Section 47(3)(b) and section 49 of the Right to Information Act 2009 (Qld)
Public interest factors:
Schedule 4, part 3, item 22 of the RTI Act
Schedule 4, part 4, section 7(1)(b)(ii) of the RTI Act
Schedule 4, part 3, item 9 of the RTI Act
Schedule 4, part 3, item 2 of the RTI Act
The applicant applied under the Right to Information Act 2009 (Qld) (RTI Act) to the Department of Employment Economic Development and Innovation (Department) for access to all documents relating to his lottery claim. The Department granted access to some documents but refused access to other documents on the basis that disclosure of information would, on balance, be contrary to the public interest.
On external review, further information was released to the applicant by the Department through the informal resolution process. However, the Department maintained that particular information contained in a transaction record used by the Office of Liquor and Gaming Regulation (OLGR) in investigating the applicant's lottery claim was exempt under the RTI Act.
The Department’s reasons for refusal were based on a public interest in protecting the future supply of information from the lottery operator, Golden Casket, to government. Golden Casket submitted that release of the information would support fraudulent claims on winning lottery tickets and that this would be to the detriment of genuine prize winners.

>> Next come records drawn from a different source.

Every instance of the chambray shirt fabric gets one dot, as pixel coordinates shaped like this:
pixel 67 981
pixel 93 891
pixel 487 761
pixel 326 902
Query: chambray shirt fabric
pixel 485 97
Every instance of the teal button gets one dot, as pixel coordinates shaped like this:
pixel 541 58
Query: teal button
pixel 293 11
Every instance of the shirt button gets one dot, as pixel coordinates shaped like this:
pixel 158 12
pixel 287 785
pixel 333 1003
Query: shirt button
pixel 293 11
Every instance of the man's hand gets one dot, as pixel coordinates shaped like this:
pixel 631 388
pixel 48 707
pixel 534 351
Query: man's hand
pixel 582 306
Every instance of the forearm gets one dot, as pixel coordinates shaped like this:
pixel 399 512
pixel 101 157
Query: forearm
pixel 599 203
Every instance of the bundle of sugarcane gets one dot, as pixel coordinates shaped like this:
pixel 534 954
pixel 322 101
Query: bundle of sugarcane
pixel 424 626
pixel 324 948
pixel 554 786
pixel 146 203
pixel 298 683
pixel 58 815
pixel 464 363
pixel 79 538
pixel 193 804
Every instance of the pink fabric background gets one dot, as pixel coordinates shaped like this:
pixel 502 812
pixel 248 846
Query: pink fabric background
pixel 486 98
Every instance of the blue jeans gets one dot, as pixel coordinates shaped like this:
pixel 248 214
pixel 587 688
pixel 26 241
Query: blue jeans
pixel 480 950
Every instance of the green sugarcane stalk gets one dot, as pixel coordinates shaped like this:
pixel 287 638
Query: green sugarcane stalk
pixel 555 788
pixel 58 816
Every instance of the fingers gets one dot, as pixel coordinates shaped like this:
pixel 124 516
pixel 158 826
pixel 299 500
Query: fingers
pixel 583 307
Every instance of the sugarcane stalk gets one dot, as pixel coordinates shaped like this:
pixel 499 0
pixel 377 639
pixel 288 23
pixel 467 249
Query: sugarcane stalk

The applicant contended that the transaction record would prove his lottery claim, show that it was not properly investigated and evidence a cover-up by the Queensland Government in relation to a lottery prize. The applicant emphasised that he did not intend to use the information to make fraudulent claims.
In balancing the public interest, the Information Commissioner considered that the reasons for OLGR’s decision on the lottery claim had been revealed to the applicant and could not be further explained by releasing the information in issue. In favour of nondisclosure, the Information Commissioner considered that disclosure of the information in issue could reasonably be expected to:
· enable fraudulent claims to be made on winning entries
- diminish the high commercial value of the information to a genuine ticket holder
- impede the administration of justice generally for any person who has a genuine claim to an identified lottery prize; and
- prejudice the commercial affairs of the lottery operator.
The Information Commissioner decided that it would, on balance, be contrary to the public interest to grant access to information in the transaction record and affirmed the Department’s decision to refuse access under sections 47(3)(b) and 49 of the RTI Act.